Alle vier Jahre blickt den Medienberichten zufolge die ganze Welt zu den Olympischen Spielen, wo sportliche Höchstleistungen von den Athleten erwartet werden. Neben den sportlichen Leistungen rückt der wirtschaftliche Faktor immer mehr in den Vordergrund und der viel zitierte olympische Gedanke „Dabei sein ist alles“ trifft für so manchen Athleten nicht mehr zu. Dies zeigt sich in der offensichtlichen Unzufriedenheit eines Sportlers mit dem Gewinn einer olympischen Bronzemedaille, aber auch mit den Versuchen einiger Athleten, mittels Doping eine Medaille zu erringen. Einem Ringer wurde deshalb aufgrund seines nicht angemessenen Verhaltens bei der Siegerehrung seine Bronzemedaille aberkannt, und nach einer positiven Dopingkontrolle verlor ein Sportschütze sogar zwei Medaillen.

Die österreichischen „Olympiaschützen“ konnten in den ersten beiden Bewerben die hoch gesteckten Erwartungen nicht erfüllen, haben aber mit einem hervorragenden fünften und sechsten Rang im Dreistellungsbewerb ihre Weltklasse bewiesen. Für die Medien zählen jedoch keine Weltklasseergebnisse, sondern nur olympische Medaillen. Alle Sportschützen wissen aber diese Leistung zu schätzen und deshalb möchte ich unserem Olympiateam zur zweifachen Finalteilnahme ganz herzlich gratulieren.

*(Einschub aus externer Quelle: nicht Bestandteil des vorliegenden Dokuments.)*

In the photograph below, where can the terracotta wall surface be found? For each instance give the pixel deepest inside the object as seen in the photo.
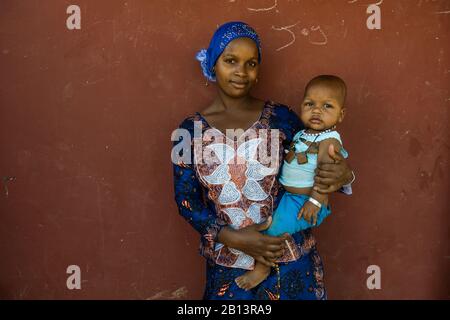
(85, 140)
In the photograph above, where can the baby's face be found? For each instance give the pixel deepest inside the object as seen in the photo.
(322, 107)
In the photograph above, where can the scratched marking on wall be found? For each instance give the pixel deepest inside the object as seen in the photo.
(315, 34)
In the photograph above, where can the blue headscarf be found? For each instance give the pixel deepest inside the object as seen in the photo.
(221, 38)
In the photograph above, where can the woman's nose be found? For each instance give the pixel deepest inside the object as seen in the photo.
(240, 71)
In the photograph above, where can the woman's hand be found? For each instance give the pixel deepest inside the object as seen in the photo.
(331, 176)
(250, 240)
(309, 212)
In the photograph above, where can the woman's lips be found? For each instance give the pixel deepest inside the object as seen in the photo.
(315, 121)
(239, 85)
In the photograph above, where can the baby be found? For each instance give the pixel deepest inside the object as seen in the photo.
(301, 207)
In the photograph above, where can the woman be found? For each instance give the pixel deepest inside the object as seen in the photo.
(226, 191)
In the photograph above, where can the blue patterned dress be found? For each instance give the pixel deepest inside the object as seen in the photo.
(221, 182)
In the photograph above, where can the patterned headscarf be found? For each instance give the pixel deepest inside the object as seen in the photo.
(221, 38)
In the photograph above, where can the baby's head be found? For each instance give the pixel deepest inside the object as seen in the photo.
(323, 103)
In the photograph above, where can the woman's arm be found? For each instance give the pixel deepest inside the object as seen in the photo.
(333, 174)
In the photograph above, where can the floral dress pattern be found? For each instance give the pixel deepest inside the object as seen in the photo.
(229, 181)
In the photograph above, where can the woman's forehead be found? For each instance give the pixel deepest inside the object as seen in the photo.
(242, 46)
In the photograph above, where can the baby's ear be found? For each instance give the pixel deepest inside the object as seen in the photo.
(342, 115)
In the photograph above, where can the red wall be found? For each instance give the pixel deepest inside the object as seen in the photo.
(86, 122)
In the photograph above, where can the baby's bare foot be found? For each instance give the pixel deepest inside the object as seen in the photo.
(252, 278)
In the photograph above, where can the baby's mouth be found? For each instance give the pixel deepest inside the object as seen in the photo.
(315, 120)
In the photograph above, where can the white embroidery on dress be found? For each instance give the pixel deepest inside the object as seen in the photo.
(229, 194)
(223, 152)
(247, 149)
(236, 215)
(257, 171)
(253, 191)
(219, 176)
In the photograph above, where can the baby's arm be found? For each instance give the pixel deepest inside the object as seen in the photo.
(310, 209)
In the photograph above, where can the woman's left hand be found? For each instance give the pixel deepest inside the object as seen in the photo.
(331, 176)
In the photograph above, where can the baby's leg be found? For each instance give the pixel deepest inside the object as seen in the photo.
(252, 278)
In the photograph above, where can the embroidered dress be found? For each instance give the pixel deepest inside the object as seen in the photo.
(231, 182)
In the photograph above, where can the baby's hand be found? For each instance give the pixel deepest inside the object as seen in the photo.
(309, 212)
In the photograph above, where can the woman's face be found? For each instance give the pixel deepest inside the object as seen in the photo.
(237, 68)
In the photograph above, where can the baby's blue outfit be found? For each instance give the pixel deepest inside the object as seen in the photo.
(299, 175)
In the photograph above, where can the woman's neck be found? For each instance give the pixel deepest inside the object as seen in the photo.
(226, 103)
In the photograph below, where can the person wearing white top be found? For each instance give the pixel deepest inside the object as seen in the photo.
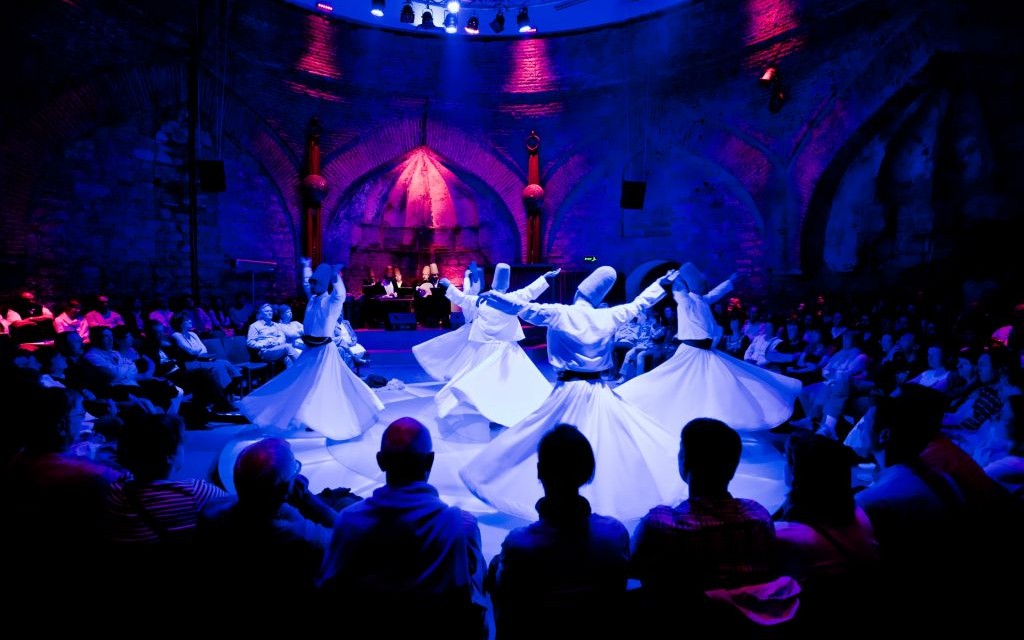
(699, 381)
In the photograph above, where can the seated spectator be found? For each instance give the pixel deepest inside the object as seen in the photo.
(273, 536)
(29, 320)
(72, 320)
(709, 542)
(842, 378)
(240, 314)
(161, 311)
(102, 315)
(118, 377)
(150, 519)
(569, 567)
(402, 545)
(192, 353)
(764, 341)
(734, 341)
(218, 314)
(267, 341)
(937, 374)
(918, 513)
(807, 367)
(209, 397)
(53, 506)
(347, 340)
(975, 425)
(648, 332)
(824, 541)
(1009, 470)
(292, 328)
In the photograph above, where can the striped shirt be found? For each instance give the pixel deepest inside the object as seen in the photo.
(705, 544)
(146, 513)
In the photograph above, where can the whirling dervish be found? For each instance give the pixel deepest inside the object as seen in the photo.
(699, 381)
(637, 465)
(498, 379)
(320, 391)
(442, 356)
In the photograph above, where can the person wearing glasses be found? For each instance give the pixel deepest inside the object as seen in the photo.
(273, 534)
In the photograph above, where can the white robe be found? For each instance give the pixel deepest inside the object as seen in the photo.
(637, 465)
(708, 383)
(320, 391)
(444, 355)
(498, 379)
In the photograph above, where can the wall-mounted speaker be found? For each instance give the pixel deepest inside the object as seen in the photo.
(400, 322)
(211, 176)
(633, 195)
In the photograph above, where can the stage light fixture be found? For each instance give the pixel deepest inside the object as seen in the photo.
(498, 25)
(407, 15)
(451, 24)
(522, 19)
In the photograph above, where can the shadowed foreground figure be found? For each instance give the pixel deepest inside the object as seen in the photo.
(636, 457)
(401, 557)
(568, 568)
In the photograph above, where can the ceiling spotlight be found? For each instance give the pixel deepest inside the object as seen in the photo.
(498, 25)
(407, 15)
(523, 22)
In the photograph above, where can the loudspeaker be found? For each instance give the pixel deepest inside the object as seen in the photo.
(400, 322)
(633, 195)
(211, 175)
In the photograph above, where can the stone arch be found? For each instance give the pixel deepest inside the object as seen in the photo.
(68, 116)
(387, 144)
(844, 125)
(755, 174)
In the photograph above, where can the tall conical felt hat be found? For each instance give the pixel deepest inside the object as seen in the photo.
(597, 285)
(324, 274)
(503, 273)
(695, 281)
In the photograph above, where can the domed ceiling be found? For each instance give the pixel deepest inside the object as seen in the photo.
(544, 16)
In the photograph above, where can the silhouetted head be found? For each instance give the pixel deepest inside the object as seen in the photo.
(407, 452)
(709, 455)
(564, 460)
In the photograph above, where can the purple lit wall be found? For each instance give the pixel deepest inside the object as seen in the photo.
(896, 145)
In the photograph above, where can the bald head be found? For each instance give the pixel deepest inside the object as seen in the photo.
(263, 471)
(407, 452)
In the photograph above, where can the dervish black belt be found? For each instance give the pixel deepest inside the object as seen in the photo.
(704, 343)
(566, 375)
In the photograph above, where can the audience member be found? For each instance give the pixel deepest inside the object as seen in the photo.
(267, 341)
(102, 315)
(710, 541)
(824, 541)
(273, 535)
(403, 550)
(569, 567)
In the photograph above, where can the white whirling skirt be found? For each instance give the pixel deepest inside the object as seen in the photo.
(443, 355)
(637, 465)
(707, 383)
(321, 392)
(499, 381)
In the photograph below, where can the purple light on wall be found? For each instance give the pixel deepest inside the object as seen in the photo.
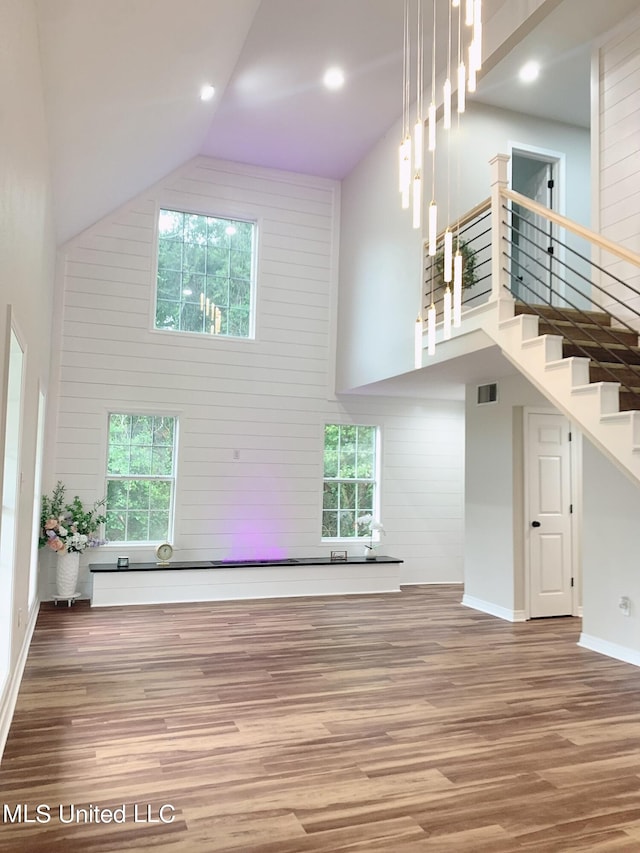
(253, 540)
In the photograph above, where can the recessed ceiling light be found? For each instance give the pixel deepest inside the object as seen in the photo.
(529, 72)
(333, 78)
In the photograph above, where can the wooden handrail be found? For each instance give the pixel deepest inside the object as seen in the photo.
(469, 216)
(580, 230)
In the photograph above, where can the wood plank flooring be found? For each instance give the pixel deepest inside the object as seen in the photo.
(360, 723)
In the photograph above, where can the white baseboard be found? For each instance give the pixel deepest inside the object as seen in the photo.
(611, 650)
(10, 697)
(494, 609)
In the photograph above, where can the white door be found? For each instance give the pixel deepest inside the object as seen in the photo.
(531, 233)
(548, 474)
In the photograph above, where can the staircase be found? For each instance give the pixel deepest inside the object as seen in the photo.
(614, 354)
(587, 368)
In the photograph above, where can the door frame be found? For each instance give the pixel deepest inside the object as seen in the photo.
(575, 479)
(558, 159)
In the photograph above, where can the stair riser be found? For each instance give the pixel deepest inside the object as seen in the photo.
(564, 313)
(626, 375)
(629, 402)
(600, 353)
(586, 332)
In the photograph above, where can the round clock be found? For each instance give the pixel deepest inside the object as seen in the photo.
(164, 552)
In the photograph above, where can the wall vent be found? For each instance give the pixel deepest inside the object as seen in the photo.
(487, 393)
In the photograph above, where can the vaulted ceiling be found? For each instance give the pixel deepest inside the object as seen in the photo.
(122, 80)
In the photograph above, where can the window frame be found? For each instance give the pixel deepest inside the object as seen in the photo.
(134, 543)
(232, 216)
(375, 511)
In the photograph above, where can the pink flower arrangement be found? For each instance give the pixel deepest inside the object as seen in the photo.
(69, 527)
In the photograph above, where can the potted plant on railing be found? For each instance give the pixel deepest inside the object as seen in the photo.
(68, 529)
(469, 276)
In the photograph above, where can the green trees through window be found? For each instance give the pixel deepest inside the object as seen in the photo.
(140, 477)
(205, 272)
(349, 479)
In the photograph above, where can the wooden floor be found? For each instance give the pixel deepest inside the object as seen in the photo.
(360, 723)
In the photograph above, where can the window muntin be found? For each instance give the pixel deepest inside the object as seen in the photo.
(350, 467)
(205, 274)
(140, 477)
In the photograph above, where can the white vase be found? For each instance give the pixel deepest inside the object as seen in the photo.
(67, 573)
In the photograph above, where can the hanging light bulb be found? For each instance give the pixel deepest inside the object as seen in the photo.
(418, 143)
(477, 13)
(469, 10)
(457, 290)
(433, 227)
(405, 172)
(417, 341)
(471, 84)
(432, 126)
(446, 120)
(417, 200)
(448, 255)
(447, 314)
(475, 53)
(462, 85)
(431, 329)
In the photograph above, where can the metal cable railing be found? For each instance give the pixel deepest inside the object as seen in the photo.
(537, 286)
(588, 280)
(474, 237)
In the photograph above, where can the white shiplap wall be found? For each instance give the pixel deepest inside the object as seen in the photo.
(266, 399)
(618, 147)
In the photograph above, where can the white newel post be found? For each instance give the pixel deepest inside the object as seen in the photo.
(499, 233)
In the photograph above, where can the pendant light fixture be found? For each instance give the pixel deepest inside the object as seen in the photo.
(415, 138)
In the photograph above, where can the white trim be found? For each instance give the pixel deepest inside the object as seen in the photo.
(556, 159)
(611, 650)
(493, 609)
(10, 698)
(575, 520)
(544, 155)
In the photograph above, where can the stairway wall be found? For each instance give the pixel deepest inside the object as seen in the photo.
(494, 497)
(611, 557)
(380, 253)
(616, 168)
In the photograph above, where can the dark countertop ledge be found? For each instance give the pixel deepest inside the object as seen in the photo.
(178, 565)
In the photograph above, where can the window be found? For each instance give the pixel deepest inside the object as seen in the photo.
(140, 478)
(205, 274)
(349, 479)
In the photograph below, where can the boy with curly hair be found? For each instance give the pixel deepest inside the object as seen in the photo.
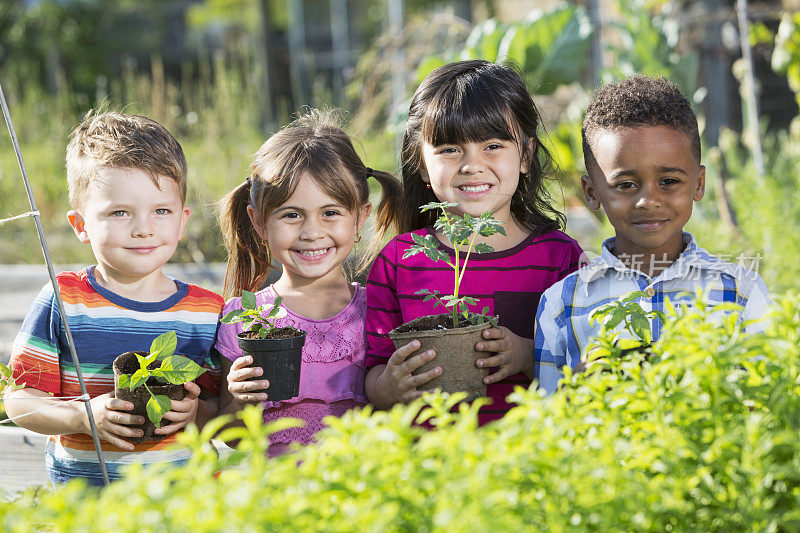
(127, 186)
(641, 148)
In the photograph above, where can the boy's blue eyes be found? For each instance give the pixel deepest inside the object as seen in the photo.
(121, 213)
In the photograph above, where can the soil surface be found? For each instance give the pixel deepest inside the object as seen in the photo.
(276, 333)
(428, 323)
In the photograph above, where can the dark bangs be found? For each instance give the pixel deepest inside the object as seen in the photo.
(466, 111)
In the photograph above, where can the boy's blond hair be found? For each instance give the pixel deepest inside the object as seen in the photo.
(117, 140)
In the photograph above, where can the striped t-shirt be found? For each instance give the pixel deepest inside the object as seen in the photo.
(508, 282)
(104, 325)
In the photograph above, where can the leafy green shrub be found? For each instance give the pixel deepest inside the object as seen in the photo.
(703, 437)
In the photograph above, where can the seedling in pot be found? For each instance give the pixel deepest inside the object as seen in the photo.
(461, 231)
(175, 369)
(7, 382)
(258, 320)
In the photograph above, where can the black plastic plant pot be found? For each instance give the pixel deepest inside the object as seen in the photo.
(280, 360)
(127, 363)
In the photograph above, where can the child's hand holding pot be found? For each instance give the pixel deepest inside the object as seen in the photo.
(511, 354)
(239, 384)
(183, 412)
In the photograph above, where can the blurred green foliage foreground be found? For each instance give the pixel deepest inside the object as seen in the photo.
(702, 437)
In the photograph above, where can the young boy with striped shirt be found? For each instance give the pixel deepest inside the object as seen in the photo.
(127, 187)
(641, 147)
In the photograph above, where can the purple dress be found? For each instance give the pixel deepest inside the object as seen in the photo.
(331, 372)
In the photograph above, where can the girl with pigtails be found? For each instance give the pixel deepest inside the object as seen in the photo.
(303, 205)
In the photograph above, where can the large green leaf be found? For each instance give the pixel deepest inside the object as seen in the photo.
(178, 369)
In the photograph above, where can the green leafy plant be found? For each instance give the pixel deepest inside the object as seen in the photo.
(175, 369)
(705, 439)
(258, 319)
(461, 231)
(551, 46)
(7, 382)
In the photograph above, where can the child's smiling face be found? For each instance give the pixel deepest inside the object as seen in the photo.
(479, 176)
(646, 179)
(310, 234)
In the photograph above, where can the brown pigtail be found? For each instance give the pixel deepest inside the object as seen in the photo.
(386, 216)
(248, 257)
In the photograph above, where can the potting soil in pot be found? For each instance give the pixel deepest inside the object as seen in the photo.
(128, 364)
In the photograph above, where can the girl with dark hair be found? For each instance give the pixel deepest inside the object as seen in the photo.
(471, 138)
(303, 205)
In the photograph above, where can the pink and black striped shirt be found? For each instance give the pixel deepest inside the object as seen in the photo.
(508, 282)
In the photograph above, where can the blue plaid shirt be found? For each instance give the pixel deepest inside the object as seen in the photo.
(562, 319)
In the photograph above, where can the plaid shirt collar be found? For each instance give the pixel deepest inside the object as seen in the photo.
(692, 257)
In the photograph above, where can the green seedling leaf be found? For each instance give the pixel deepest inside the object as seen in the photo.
(631, 296)
(641, 326)
(248, 300)
(617, 316)
(625, 344)
(164, 344)
(138, 377)
(157, 406)
(178, 369)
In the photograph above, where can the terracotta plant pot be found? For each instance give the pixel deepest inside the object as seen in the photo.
(280, 359)
(455, 353)
(128, 364)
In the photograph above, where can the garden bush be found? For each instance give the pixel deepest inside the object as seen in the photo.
(703, 436)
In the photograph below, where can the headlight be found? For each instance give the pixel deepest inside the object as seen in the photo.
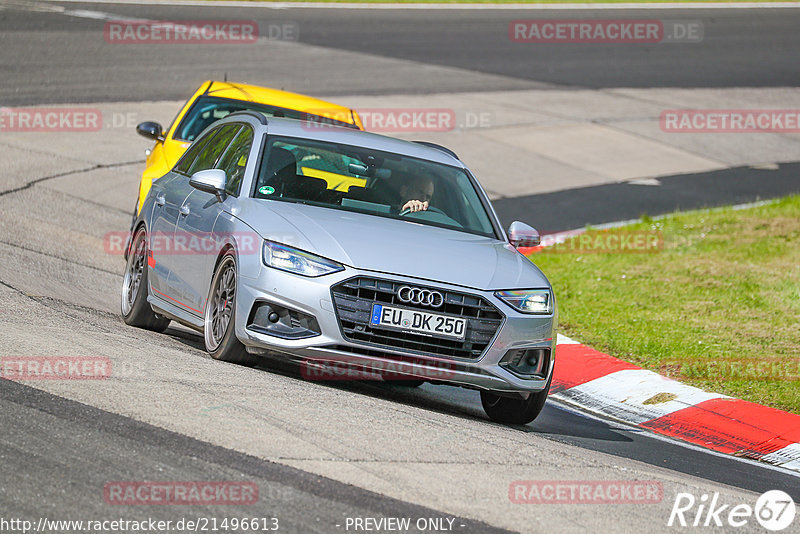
(528, 300)
(297, 261)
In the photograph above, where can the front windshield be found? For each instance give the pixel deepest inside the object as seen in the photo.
(208, 109)
(371, 182)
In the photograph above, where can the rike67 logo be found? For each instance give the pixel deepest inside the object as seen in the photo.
(774, 511)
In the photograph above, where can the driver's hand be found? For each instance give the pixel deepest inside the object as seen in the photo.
(415, 205)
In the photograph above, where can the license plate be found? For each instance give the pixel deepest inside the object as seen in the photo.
(418, 322)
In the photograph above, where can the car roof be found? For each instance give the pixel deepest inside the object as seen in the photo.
(359, 138)
(283, 99)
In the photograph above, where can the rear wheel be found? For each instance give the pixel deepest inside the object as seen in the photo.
(514, 411)
(218, 332)
(135, 309)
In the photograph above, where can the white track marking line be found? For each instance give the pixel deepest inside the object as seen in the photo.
(787, 457)
(623, 426)
(450, 7)
(623, 394)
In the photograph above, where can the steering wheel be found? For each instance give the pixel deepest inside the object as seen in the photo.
(430, 208)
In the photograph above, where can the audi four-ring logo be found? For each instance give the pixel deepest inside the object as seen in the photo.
(424, 297)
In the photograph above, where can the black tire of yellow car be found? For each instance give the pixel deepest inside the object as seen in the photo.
(139, 313)
(514, 411)
(229, 349)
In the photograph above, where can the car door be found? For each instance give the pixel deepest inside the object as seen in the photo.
(170, 191)
(196, 245)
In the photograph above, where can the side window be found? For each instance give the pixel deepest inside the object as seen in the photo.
(213, 150)
(235, 160)
(189, 156)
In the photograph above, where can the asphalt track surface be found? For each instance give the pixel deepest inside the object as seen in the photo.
(740, 48)
(57, 452)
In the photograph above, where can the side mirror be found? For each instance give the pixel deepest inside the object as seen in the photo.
(150, 130)
(211, 181)
(522, 235)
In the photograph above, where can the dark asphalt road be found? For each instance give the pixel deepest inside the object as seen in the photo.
(740, 48)
(57, 454)
(576, 208)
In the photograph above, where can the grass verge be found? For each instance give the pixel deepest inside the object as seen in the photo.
(716, 303)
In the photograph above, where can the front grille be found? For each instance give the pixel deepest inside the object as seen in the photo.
(353, 300)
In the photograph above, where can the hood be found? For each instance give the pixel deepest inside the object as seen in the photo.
(393, 246)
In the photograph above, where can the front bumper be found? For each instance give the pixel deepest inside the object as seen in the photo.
(313, 296)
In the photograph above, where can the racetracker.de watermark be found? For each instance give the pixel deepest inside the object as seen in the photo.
(785, 370)
(180, 493)
(197, 31)
(55, 367)
(730, 121)
(599, 31)
(585, 492)
(187, 243)
(353, 368)
(610, 241)
(68, 119)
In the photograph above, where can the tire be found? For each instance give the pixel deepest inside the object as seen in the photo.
(134, 306)
(220, 316)
(514, 411)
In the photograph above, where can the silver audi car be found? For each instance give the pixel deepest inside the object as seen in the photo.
(341, 249)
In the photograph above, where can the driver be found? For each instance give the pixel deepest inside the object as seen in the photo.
(416, 193)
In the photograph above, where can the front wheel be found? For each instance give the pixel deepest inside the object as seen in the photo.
(218, 332)
(514, 411)
(135, 309)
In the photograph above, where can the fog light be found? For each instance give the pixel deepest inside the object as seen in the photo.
(527, 362)
(280, 321)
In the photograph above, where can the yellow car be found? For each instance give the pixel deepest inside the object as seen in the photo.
(215, 100)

Im nichtolympischen Bereich glänzten Österreichs Schützen zur selben Zeit am anderen Ende der Welt durch hervorragende Ergebnisse. Bei der Weltmeisterschaft des „Muzzle Loaders Associations International Committee (MLAIC)“ in Adelaide errangen unsere Schützen drei Goldmedaillen, sechs Silber- und zwei Bronzemedaillen. Bei insgesamt über 850 Starts stellt dieser Medaillenregen einen großartigen Erfolg dar.

Allen Teilnehmern an dieser Vorderladerweltmeisterschaft danke ich für ihren beispielhaften persönlichen und finanziellen Einsatz und gratuliere zu dieser großartigen Medaillenbilanz.